Repeated Upscaling and Downscaling Process

Updated 21 January 2026

Repeated upscaling and downscaling is a method that alternates upsampling and downsampling operations to iteratively enhance image resolution and robustness.
The approach integrates techniques like iterative back-projection, multi-grid recursion, and invertible network modules to efficiently extract and preserve high-frequency details.
Cycle consistency losses and Laplacian detail loss are incorporated to stabilize reconstructions and ensure minimal degradation over multiple up/down cycles.

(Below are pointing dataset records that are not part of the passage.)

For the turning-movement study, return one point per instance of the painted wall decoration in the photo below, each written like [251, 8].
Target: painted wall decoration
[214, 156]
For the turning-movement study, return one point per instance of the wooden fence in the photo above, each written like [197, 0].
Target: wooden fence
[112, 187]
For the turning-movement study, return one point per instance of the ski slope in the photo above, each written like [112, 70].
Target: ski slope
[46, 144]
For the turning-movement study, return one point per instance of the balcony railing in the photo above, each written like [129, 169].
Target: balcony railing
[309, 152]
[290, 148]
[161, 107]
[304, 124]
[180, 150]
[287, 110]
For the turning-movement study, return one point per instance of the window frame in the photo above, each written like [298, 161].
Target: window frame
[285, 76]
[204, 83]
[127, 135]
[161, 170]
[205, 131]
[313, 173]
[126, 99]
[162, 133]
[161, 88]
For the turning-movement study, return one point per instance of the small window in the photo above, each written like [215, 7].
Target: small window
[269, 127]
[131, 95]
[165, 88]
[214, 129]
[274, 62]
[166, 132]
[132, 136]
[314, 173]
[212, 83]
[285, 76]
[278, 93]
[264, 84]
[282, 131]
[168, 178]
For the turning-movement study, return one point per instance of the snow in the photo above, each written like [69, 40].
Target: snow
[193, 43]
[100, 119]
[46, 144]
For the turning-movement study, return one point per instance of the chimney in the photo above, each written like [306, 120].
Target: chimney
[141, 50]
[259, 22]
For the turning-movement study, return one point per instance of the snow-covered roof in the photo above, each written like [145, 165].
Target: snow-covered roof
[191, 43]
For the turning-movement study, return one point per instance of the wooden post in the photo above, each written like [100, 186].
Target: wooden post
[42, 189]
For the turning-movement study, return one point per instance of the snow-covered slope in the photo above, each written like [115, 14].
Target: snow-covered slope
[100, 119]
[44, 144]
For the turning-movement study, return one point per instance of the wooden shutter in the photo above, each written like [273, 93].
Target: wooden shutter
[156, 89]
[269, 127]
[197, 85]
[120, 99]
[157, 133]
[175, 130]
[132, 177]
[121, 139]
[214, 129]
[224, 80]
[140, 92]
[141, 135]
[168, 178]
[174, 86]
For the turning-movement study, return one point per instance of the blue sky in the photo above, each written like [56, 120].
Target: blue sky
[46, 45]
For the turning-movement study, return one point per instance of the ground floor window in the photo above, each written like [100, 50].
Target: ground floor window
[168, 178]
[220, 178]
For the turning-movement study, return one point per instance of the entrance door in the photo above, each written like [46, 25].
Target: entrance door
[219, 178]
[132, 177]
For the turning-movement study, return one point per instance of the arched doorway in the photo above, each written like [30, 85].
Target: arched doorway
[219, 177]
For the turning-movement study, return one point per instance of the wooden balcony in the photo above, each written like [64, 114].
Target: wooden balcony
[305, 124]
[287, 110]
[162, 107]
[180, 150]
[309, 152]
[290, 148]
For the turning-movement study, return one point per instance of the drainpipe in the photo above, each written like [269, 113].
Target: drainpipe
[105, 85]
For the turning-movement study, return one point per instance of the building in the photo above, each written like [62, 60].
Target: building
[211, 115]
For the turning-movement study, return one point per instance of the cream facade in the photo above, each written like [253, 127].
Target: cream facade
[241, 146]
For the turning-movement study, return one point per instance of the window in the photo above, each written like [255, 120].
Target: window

A repeated upscaling and downscaling process is a fundamental operation and architectural motif in modern image super-resolution, enhancement, and rescaling networks. It involves the sequential application of upsampling (increasing spatial resolution) and downsampling (reducing spatial resolution) operators, either within the latent feature space of a neural network or as a component of multi-stage optimization strategies. By iteratively alternating these operations—sometimes in concert with explicit loss functions, cycle consistency penalties, or additional detail-extraction branches—models can improve convergence, stabilize cycle idempotence, and amplify high-frequency information critical for visually plausible reconstructions. This methodology underpins diverse frameworks ranging from Laplacian pyramid–guided enhancement and multi-grid iterative back-projection to fully invertible architectures engineered for bijective mapping between high- and low-resolution domains.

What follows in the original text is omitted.